L’ultima uscita pubblica brianzola del ministro Romani – che definisce “in malo modo” la sua collega ministra dell’ambiente e fa intendere che l’imprenditore medio italiano, eccetto quello lombardo, è “inaffidabile” – denota totale assenza di una linea di Governo sui temi legati allo sviluppo del Paese, a cominciare da quello delicato dell’energia (rinnovabile, in queste ore), a cui è legata la gestione della crisi libica.
Nel breve, vi è da sperare che il ministro Prestigiacomo (che, va detto, in varie occasioni pubbliche ha dimostrato – unica nel suo Governo – una vera sensibilità verso il tema rinnovabili) faccia ora pesare il suo ruolo di ministro dell’ ambiente nel CdM di martedì prossimo.
Ma più in generale questo approccio di Governo non può continuare ad andare avanti.
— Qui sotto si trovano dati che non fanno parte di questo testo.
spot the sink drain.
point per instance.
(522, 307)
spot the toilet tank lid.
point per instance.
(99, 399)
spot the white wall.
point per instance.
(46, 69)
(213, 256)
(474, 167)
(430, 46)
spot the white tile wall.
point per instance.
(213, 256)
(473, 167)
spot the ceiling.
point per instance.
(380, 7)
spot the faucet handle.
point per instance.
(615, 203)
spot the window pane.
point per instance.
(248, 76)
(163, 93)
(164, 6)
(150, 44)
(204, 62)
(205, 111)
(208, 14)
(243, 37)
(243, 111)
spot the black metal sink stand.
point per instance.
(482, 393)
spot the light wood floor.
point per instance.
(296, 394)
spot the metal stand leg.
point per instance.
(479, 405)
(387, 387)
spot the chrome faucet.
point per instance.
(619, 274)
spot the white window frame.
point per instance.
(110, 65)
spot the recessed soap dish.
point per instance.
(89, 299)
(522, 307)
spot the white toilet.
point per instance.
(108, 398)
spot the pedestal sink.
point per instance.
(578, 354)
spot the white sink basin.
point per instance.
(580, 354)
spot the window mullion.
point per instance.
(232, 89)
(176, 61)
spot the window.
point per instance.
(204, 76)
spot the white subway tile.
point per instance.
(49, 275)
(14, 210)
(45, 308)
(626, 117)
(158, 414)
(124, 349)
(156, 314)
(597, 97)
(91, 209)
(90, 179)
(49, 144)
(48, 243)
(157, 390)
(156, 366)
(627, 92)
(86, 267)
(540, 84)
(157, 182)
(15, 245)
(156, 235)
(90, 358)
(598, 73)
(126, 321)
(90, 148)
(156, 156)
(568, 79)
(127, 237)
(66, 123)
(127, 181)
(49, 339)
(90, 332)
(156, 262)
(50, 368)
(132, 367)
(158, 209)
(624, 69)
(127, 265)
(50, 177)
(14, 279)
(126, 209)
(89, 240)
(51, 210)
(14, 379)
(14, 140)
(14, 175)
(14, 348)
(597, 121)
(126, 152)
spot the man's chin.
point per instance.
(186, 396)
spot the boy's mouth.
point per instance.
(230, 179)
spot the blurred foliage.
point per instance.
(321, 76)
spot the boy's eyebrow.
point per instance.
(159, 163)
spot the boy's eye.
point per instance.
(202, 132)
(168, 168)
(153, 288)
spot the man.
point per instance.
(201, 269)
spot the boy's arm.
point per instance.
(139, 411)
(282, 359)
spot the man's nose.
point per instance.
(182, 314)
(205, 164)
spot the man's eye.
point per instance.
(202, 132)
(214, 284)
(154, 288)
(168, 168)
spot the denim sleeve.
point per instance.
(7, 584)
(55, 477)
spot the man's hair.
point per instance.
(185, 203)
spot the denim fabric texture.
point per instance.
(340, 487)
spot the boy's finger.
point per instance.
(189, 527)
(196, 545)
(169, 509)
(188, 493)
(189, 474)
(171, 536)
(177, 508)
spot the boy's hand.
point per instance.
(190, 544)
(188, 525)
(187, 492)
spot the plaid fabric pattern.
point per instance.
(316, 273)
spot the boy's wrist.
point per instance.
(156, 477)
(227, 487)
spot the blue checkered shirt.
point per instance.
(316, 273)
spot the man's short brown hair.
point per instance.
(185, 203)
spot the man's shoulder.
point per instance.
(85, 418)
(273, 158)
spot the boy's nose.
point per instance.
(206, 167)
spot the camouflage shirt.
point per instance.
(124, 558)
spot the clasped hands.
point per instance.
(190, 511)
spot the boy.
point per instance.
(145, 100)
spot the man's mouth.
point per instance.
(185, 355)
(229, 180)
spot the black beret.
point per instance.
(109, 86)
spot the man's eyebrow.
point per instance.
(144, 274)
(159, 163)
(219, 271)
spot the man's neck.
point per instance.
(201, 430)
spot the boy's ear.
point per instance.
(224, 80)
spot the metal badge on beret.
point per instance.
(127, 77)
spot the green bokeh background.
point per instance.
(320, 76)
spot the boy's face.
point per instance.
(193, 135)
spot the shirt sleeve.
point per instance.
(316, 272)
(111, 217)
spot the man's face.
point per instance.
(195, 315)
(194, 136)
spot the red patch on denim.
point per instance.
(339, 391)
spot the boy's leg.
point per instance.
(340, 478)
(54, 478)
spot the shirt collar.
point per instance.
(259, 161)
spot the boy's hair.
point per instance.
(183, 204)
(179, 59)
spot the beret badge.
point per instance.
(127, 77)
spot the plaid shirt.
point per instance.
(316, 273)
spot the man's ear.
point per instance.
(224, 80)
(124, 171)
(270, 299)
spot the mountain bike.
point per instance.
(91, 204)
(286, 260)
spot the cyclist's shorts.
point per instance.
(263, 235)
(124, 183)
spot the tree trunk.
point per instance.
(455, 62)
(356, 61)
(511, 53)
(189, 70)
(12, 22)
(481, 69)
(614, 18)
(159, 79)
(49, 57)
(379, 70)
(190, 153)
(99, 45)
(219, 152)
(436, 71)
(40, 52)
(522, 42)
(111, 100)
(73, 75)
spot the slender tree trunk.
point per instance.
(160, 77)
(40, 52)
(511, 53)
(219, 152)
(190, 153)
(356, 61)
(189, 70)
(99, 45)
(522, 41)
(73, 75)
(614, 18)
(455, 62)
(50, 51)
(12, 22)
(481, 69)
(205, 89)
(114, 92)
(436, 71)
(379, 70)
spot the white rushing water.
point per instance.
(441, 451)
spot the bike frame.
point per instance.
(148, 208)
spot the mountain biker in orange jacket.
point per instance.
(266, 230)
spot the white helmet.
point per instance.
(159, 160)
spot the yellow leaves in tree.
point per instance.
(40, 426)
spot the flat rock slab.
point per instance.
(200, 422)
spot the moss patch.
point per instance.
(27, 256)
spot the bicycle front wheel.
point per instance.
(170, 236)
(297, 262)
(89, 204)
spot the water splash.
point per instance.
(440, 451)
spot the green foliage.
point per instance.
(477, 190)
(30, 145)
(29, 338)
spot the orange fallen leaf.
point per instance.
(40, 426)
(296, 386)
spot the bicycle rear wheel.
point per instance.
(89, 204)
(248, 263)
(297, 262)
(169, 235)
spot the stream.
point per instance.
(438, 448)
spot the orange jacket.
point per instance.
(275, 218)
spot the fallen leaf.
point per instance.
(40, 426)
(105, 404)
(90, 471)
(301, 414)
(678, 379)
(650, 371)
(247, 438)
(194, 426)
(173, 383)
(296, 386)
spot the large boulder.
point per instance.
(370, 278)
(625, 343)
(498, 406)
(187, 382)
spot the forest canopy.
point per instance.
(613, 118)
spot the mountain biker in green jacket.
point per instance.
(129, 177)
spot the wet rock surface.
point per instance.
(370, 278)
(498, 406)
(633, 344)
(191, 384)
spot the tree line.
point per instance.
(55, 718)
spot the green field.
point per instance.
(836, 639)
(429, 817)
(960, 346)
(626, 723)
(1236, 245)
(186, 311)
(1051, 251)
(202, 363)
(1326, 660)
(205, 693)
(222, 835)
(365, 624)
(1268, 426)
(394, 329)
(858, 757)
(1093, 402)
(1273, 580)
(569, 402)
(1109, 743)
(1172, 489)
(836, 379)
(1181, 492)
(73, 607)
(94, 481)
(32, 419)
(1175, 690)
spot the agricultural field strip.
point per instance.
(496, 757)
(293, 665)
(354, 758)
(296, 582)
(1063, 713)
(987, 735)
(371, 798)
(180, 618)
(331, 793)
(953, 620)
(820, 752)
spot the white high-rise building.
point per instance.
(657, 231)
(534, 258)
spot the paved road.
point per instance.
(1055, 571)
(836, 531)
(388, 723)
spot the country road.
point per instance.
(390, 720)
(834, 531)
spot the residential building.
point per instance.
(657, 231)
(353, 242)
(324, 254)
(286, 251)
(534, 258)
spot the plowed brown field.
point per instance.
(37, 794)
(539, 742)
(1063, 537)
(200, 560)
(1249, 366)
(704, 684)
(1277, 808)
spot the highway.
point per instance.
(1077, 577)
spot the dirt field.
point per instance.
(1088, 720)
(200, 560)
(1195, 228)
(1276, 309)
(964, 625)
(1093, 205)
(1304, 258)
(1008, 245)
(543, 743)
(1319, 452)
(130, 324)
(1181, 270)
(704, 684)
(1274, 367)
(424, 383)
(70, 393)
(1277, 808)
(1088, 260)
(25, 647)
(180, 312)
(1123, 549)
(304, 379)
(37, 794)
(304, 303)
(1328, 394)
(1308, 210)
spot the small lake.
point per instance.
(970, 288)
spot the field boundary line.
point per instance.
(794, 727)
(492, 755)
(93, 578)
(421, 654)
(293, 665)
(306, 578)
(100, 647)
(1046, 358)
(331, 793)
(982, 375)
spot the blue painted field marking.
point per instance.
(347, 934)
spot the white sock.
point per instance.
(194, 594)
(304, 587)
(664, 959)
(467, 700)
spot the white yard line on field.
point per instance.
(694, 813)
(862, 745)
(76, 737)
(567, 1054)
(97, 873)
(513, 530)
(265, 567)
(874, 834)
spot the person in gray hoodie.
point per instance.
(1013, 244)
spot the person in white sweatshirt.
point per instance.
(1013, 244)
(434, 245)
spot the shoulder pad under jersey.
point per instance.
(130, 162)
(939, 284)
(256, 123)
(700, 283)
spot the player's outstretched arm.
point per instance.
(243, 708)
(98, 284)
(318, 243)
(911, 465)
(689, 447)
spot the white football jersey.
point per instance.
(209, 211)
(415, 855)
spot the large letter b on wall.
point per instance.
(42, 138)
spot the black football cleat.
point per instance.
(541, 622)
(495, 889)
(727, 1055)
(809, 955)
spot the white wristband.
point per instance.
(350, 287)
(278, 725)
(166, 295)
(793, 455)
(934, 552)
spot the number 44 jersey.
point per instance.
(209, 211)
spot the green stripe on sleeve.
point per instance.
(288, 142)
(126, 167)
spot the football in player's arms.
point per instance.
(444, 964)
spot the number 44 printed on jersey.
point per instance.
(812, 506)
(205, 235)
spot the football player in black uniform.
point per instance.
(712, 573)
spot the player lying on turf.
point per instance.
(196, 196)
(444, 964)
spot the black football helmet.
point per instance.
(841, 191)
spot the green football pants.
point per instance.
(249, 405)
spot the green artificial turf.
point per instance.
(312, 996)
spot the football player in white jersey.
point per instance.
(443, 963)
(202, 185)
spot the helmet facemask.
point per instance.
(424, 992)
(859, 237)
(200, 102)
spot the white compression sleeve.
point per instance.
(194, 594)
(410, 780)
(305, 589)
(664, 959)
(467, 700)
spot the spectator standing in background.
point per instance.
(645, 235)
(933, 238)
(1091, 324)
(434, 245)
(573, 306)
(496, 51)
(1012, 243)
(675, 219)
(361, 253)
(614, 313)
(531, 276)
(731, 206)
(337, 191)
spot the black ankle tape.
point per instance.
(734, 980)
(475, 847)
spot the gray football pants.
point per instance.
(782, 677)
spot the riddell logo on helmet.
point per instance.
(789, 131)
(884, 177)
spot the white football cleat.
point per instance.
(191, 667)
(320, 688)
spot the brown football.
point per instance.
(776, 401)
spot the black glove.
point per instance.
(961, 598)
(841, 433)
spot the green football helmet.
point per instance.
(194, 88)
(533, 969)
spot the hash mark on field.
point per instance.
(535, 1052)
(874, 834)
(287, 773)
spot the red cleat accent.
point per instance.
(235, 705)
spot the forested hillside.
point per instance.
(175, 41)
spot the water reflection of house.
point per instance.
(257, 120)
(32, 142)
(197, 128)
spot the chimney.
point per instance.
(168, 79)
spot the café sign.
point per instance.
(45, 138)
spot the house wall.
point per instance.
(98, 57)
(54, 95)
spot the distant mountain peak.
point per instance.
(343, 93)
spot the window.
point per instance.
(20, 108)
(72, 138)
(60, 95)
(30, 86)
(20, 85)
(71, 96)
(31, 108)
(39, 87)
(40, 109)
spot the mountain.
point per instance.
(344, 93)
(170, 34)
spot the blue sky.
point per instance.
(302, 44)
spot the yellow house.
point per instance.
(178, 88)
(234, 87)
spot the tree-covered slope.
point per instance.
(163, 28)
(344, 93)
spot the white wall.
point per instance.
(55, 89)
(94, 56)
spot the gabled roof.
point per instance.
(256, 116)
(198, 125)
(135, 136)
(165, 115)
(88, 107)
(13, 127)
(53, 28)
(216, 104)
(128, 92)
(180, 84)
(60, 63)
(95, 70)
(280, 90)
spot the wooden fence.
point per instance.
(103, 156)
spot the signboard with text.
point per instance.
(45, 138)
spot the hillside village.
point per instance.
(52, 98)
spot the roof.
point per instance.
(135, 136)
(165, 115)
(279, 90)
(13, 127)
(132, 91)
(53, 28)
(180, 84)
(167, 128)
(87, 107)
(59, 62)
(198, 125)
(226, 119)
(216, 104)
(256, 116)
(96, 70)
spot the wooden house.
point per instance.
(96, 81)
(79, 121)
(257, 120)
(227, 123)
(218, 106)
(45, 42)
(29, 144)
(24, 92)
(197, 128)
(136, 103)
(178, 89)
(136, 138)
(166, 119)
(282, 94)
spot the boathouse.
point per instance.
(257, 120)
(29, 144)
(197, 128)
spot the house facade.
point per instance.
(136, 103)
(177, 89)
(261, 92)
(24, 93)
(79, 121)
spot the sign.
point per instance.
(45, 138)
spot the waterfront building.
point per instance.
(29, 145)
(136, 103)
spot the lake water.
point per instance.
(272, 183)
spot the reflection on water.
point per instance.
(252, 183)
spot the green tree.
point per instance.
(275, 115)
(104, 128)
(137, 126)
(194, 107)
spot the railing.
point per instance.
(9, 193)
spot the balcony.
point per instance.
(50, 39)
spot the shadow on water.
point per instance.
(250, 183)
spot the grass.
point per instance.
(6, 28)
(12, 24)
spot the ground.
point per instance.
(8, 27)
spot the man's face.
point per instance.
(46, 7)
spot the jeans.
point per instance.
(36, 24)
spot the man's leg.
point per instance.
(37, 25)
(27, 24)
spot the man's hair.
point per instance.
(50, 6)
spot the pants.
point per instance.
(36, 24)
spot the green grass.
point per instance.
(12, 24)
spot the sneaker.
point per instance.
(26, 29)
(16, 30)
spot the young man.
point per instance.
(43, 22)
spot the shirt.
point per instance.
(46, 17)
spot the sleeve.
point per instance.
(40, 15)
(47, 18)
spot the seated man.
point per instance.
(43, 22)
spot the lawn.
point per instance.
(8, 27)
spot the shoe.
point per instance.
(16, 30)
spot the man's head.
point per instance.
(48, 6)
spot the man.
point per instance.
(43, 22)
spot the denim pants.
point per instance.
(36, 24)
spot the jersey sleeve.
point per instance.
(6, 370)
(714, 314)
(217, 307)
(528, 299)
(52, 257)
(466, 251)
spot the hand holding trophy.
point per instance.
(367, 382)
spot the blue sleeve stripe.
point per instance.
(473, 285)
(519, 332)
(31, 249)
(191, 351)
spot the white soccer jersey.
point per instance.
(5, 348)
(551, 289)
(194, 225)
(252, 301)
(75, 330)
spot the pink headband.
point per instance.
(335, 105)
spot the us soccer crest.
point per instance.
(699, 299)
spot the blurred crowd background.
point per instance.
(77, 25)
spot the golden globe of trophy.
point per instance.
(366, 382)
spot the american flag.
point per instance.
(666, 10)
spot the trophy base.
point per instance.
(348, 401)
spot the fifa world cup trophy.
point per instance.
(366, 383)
Così stiamo irreversibilmente massacrando un Paese.
Fortuna che alle elezioni amministrative di Maggio questo molto probabilmente si tradurrà in una grande debacle del PDL (e forse anche della Lega nord) a cominciare da Milano (dove Pisapia e Palmieri possono e devono unirsi, al ballottaggio, e vincere) e Napoli (dove il centro destra, più che il suo candidato, è inguardabile).
Ma, aldilà di questi “desiderata” che molto probabilmente si tradurranno in “fatti” a breve, speriamo che questa serie di autogoal politici finisca e che, a cominciare dalla firma del Decreto attuativo sulle rinnovabili (anche grazie all’intervento del Berlusconi industriale ed imprenditore), si inizi a legiferare per il bene del Paese, e non per quello di pochi ma grandi interessi.
Questo fondamentalmente perchè (basta girare un po’ per Roma o Milano per capirlo) il Paese è seriamente impoverito e demotivato, e non merita di esserlo ulteriormente.
Ed infine, auspichiamo tutti che la giustizia amministrativa (attenzione anche qui a non permettersi il lusso di fare diversamente) ridia – dopo anni – la parola agli elettori per il voto referendario del 12 e 13 Giugno sul ritorno al nucleare (ma anche sulla privatizzazione dell’acqua e sul legittimo impedimento), affinchè noi tutti potremo avere di nuovo il diritto di dire cosa ne pensiamo su temi così importanti per la nostra e le future generazioni, e piu’ in generale sulla linea politica di un Governo che ci continua a fare affondare.
Abbiamo tutti bisogno di tornare presto ad un minimo di normalità.